The alligators have gotten too big for their breeches. I guess that's what happens when you over-protect a species that doesn't appear to need much protecting.
I'm happy to say that it's legal to hunt them in S.C. now, though I don't know when, how or where to do it.
Unfortunately, for the "where" part, it seems you don't have to look very far. A couple of weeks ago, at Betty's Diner on this end of town, or rather, since I'm not in town and Betty's not either, I guess you'd say sort of in this neck of the woods, had a10-12 foot alligator relishing the aroma of cooking hamburgers, fried chicken and tasty customers from just off Betty's property line. Since the marauder wasn't technically on her property and was a good tipper, the authorities wouldn't do anything about it.
“I check under my car when I go out,” said Betty Mack, 59, the diner’s chief cook and restaurant’s namesake who says her specialty is her fast-selling, secret-recipe, nonalcoholic green fruit drink she calls “Jesus.”
The gator hung out all day Friday.
And then, about 35 minutes from here in another town where alligators do not belong, a family heard a noise on the porch at 3:00 a.m. and thought it was a burglar. I think I would have preferred a burglar.
It was a nine-foot alligator. On their porch! And what's with the rug (picture above)? Remind anybody other than me of Little Red Riding Hood? This is serious, folks?
What the heck was a nine-foot alligator -- impersonating an alligator wearing a rung -- doing making a ruckus on their porch? Alligators do not belong next to restaurant parking lots. They don't belong on people's porches.
I'm beginning to believe that they belong in the purse-and-shoe shops. A few alligators is a natural wonder. Alligators leaving their natural habitats (and I'm not talking about how we encroached on them -- they do not belong this far away from their snaky rivers and golf courses near the coast) is how you lose an arm.
I had a friend who used to be in public relations for Jekyll Island. Every now and then she'd have to handle a situation where a tourist would have Poopsie the beribboned poodle on a leash, and an alligator would snatch Poopsie and gobble her down in one bite, just leaving the leash and the horror-stricken tourist. And my friend with a PR problem. (Poodles are apparently alligator chocolate.)

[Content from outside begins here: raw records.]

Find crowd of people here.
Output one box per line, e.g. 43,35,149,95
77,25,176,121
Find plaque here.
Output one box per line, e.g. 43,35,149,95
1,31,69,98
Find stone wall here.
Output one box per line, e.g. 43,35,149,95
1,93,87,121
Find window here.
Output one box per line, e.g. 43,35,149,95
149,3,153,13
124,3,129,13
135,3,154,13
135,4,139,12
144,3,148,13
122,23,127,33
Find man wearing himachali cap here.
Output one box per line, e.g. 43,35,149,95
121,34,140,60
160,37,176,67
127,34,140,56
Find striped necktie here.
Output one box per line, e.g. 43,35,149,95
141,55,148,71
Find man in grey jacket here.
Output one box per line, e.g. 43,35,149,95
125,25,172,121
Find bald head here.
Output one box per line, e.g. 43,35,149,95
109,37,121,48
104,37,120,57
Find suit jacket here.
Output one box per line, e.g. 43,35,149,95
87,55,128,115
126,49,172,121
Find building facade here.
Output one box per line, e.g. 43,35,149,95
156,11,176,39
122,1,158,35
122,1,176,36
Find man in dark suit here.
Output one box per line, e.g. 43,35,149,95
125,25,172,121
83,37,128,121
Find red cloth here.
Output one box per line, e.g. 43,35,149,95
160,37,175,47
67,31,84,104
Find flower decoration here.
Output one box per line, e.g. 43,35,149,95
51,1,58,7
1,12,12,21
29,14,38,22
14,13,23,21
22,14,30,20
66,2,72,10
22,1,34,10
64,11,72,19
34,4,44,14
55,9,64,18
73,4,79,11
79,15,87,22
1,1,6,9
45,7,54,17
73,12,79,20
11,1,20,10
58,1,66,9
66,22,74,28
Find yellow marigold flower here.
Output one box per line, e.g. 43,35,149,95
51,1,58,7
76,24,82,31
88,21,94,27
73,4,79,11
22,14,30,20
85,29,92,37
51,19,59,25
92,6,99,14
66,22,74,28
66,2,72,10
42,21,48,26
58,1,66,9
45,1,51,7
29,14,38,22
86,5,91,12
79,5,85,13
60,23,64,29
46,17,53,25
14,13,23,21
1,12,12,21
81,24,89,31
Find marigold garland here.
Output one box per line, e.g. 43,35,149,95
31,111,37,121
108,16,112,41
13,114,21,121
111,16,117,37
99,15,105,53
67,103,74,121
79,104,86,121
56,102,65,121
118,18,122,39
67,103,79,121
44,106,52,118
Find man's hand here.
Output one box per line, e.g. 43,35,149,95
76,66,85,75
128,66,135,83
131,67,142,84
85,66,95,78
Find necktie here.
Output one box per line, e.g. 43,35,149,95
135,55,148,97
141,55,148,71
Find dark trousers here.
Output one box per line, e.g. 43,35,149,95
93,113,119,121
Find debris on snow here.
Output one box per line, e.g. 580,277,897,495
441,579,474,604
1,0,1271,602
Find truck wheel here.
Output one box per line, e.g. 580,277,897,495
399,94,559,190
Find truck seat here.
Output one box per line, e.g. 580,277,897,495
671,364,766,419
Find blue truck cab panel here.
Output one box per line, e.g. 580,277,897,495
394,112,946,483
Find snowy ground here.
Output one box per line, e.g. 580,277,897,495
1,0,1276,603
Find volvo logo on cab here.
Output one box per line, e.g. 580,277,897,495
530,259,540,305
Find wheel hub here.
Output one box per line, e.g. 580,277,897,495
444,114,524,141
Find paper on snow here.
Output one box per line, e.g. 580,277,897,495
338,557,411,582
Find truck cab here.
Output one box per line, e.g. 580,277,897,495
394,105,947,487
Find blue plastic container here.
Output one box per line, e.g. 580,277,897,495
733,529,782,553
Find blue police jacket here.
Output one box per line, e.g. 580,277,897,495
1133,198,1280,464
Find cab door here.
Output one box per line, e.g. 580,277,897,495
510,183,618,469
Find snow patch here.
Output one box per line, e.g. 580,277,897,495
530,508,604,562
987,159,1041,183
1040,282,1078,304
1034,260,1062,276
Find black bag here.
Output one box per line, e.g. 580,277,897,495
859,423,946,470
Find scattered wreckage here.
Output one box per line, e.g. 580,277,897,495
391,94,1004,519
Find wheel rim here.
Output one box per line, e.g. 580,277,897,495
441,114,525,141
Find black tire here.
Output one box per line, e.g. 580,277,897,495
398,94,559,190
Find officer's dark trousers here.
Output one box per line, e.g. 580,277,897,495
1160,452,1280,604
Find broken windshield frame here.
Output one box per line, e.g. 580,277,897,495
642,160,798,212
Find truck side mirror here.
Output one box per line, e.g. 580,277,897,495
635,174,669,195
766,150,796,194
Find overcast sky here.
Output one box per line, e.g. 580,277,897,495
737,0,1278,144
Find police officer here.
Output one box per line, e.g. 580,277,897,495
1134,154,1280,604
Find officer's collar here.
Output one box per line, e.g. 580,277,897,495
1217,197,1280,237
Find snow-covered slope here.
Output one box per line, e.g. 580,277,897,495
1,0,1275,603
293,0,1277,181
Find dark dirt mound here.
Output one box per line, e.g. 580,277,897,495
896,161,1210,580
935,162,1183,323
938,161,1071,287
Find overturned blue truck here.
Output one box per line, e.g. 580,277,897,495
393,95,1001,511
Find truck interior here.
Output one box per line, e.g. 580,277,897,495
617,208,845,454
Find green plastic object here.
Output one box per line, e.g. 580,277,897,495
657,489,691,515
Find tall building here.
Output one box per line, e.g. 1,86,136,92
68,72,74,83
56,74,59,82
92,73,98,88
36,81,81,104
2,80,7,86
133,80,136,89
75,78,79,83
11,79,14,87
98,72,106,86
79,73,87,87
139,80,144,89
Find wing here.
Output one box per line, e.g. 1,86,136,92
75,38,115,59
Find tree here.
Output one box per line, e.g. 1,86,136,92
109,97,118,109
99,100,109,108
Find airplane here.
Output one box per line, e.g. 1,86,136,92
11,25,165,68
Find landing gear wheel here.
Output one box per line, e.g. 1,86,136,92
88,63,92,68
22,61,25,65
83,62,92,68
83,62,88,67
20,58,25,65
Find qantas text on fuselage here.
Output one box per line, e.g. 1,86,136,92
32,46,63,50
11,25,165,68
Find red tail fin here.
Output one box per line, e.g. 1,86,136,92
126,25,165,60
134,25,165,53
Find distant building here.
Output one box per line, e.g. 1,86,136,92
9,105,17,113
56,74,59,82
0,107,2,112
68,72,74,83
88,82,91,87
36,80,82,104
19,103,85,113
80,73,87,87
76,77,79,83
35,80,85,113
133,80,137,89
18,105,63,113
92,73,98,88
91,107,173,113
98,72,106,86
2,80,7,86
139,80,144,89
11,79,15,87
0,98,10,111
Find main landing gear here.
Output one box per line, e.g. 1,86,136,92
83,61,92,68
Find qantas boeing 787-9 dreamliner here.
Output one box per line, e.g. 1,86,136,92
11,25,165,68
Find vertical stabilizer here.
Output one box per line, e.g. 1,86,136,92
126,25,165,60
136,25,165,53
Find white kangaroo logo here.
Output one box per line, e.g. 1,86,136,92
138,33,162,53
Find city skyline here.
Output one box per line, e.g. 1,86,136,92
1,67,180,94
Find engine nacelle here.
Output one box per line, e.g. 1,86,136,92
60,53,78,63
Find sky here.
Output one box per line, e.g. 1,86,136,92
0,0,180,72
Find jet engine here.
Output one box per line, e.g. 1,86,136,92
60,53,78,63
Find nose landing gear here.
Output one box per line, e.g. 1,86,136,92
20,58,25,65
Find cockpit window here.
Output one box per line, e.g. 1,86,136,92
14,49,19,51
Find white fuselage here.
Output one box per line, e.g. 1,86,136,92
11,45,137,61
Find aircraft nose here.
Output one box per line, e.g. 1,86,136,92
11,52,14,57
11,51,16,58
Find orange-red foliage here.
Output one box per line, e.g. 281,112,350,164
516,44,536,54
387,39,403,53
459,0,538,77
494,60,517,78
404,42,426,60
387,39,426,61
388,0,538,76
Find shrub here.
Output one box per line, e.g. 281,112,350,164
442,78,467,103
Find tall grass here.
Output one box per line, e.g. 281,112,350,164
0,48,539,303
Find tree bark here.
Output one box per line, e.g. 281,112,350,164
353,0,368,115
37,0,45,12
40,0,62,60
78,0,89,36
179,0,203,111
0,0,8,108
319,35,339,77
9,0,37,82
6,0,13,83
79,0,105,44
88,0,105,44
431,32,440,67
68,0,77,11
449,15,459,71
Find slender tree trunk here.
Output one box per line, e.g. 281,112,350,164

Anyway. I don't know where I'm going with this, but one thing's for sure: I'm not going outside.


A few years ago, a gator was sunning itself on the shoulder of the causeway that crosses Mobile Bay. A patrol car responded and the officer tried to intimidate the gator with the bulk of his vehicle, just wanting to nudge him back into the water. Intimidation was an abject failure -- the gator turned its head and chomped a huge hunk out of the officer's bumper!
Posted by: lori | June 03, 2009 at 09:54 AM
They aren't "nice little pets" are they????